HFK were transfected with siRNA then transduced with lentiviruses encoding GFP or PTPN14 at 24h post transfection. Total cellular RNA was collected 72h post-knockdown and 48h posttransduction. RNA transcripts for KRT10 were measured by qRT-PCR and normalized to GAPDH. Six individual experiments were conducted, each in technical duplicate. Each experiment included an siControl condition, a YAP1 and TAZ siRNA-treated condition, and siRNAs targeting additional component(s) of the Hippo pathway. Each component of the Hippo pathway was targeted with two different siRNAs per gene, denoted A and B. Panels display data from knockdowns as follows: (A) LATS1 and LATS2, (B) MST1 and MST2, (C) NF2, or (D) WWC1, WWC2, and WWC3. Data are graphed as mean ± standard deviation of combined replicate data. PTPN14/GFP denotes the ratio of KRT10 level in PTPN14 transduced cells vs GFP transduced cells in each siRNA-treated condition. Since Experiment 3 included several siRNAs (Control, YAP1/TAZ, MST1/2, NF2, WWC1/2/3), the same siControl and siYAP1/TAZ data from experiment 3 is included in panels B, C, and D.

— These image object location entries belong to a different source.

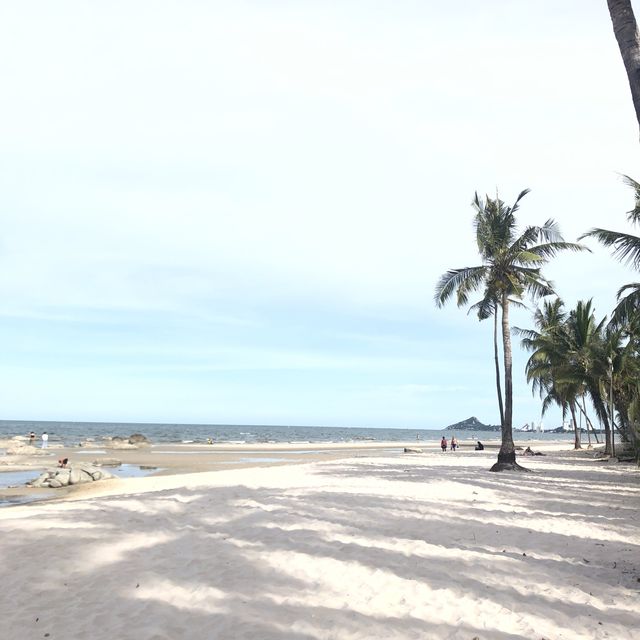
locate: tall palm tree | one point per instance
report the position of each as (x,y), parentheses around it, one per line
(510,268)
(626,248)
(626,32)
(588,361)
(550,346)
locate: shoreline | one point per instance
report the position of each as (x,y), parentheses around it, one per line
(178,459)
(382,545)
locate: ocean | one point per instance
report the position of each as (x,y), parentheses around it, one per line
(72,433)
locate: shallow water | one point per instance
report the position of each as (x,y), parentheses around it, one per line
(71,433)
(17,478)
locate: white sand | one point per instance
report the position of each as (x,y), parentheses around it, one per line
(401,546)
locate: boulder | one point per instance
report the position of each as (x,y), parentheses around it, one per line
(76,474)
(107,462)
(22,450)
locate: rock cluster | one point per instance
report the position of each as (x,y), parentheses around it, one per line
(134,441)
(77,474)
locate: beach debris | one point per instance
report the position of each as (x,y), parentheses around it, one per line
(118,442)
(76,474)
(23,450)
(138,439)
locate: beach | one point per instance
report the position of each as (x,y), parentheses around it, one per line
(352,542)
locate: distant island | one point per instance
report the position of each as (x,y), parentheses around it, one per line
(472,424)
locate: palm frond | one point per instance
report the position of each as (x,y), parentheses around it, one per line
(626,247)
(460,281)
(634,215)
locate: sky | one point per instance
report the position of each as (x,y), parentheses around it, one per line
(237,212)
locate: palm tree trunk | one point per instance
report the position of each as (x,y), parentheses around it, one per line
(576,433)
(583,410)
(602,411)
(507,453)
(626,31)
(497,361)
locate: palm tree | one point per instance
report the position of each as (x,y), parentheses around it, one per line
(590,350)
(626,31)
(550,346)
(510,269)
(626,247)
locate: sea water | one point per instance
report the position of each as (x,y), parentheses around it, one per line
(72,433)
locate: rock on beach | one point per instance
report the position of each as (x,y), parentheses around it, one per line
(77,474)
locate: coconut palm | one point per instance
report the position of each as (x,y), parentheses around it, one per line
(510,268)
(549,344)
(626,32)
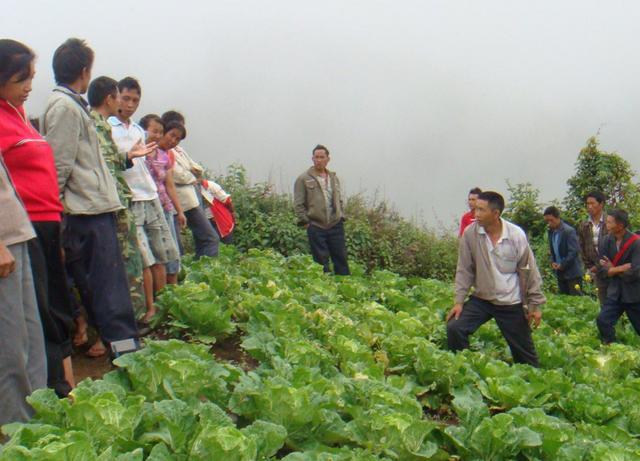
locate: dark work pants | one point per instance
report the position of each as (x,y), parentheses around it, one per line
(510,319)
(568,287)
(94,261)
(610,313)
(329,243)
(54,300)
(205,239)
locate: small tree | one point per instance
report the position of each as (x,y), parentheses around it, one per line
(524,209)
(607,172)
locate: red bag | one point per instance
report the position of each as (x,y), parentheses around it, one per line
(620,253)
(223,217)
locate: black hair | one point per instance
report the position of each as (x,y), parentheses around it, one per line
(320,147)
(147,119)
(15,59)
(99,89)
(597,195)
(621,216)
(70,59)
(129,83)
(551,211)
(495,200)
(174,125)
(173,116)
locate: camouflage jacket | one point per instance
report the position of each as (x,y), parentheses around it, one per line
(116,160)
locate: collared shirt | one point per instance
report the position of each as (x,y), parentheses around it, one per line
(504,257)
(327,190)
(596,228)
(555,241)
(142,185)
(116,160)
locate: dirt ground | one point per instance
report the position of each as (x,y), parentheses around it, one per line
(226,350)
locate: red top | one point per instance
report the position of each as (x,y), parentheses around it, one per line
(29,160)
(468,218)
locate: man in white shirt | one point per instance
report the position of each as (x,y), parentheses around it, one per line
(185,177)
(154,237)
(495,259)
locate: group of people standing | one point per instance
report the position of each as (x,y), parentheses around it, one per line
(92,208)
(497,276)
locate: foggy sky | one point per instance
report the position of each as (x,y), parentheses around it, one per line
(417,100)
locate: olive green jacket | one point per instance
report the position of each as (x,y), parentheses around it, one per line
(309,201)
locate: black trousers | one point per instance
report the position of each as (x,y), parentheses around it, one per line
(510,319)
(329,244)
(610,313)
(54,300)
(568,286)
(205,239)
(94,262)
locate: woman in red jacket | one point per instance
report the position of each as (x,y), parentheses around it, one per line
(30,162)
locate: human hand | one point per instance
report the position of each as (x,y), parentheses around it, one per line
(455,312)
(7,262)
(534,317)
(142,150)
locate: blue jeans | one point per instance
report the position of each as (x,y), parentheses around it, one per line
(610,313)
(94,261)
(173,267)
(205,239)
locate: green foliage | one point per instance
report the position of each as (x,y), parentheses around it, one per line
(524,209)
(604,171)
(377,236)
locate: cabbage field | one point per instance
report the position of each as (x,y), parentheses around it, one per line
(342,369)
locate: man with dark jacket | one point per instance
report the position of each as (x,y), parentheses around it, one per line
(620,265)
(591,234)
(565,253)
(318,206)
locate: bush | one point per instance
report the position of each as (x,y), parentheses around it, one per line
(377,236)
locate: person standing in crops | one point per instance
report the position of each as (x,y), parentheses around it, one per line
(29,160)
(591,234)
(620,265)
(89,196)
(470,216)
(565,253)
(23,362)
(319,207)
(496,260)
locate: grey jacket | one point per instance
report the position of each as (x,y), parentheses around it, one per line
(86,185)
(474,270)
(309,201)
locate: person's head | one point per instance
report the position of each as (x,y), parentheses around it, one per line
(103,94)
(153,126)
(320,157)
(617,221)
(130,94)
(552,217)
(489,208)
(16,71)
(72,63)
(173,116)
(174,132)
(595,203)
(472,197)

Figure 8.. PTPN14 knockout promotes anchorage independent growth and reduces YAP1 phosphorylation in HEK TER cells.

(A) HEK TER cells expressing spCas9 were transfected with sgRNA targeting PTPN14 or LATS1 and LATS2. HEK TER cells expressing SV40 ST were used as a positive control for colony formation. Cells were plated in soft agar in technical triplicate and incubated at 37°C for 18 days, then photographed. Colonies were counted and quantified using ImageJ software. Graphs show individual data points for each plate and indicate mean ± standard deviation. Statistical significance of the nontargeting control condition compared to experimental conditions was determined by ANOVA with Dunnett’s multiple comparisons test (*, P < 0.05; ***, P < 0.001). (B) Cells were treated with cytochalasin D for up to 90 minutes and whole cell lysates were harvested at 30-minute intervals. Whole cell protein lysates were separated by SDS-PAGE and proteins were detected by immunoblotting for YAP1, YAP1 pS127, PTPN14, LATS1, and actin. (C) Band intensity for blots of two independent experiments was measured by ImageJ. Graph displays the ratio of YAP1 pS127/total YAP1 band intensity from two biological replicate cytochalasin D experiments as mean ± range. The blots shown in panel B are from experiment 1.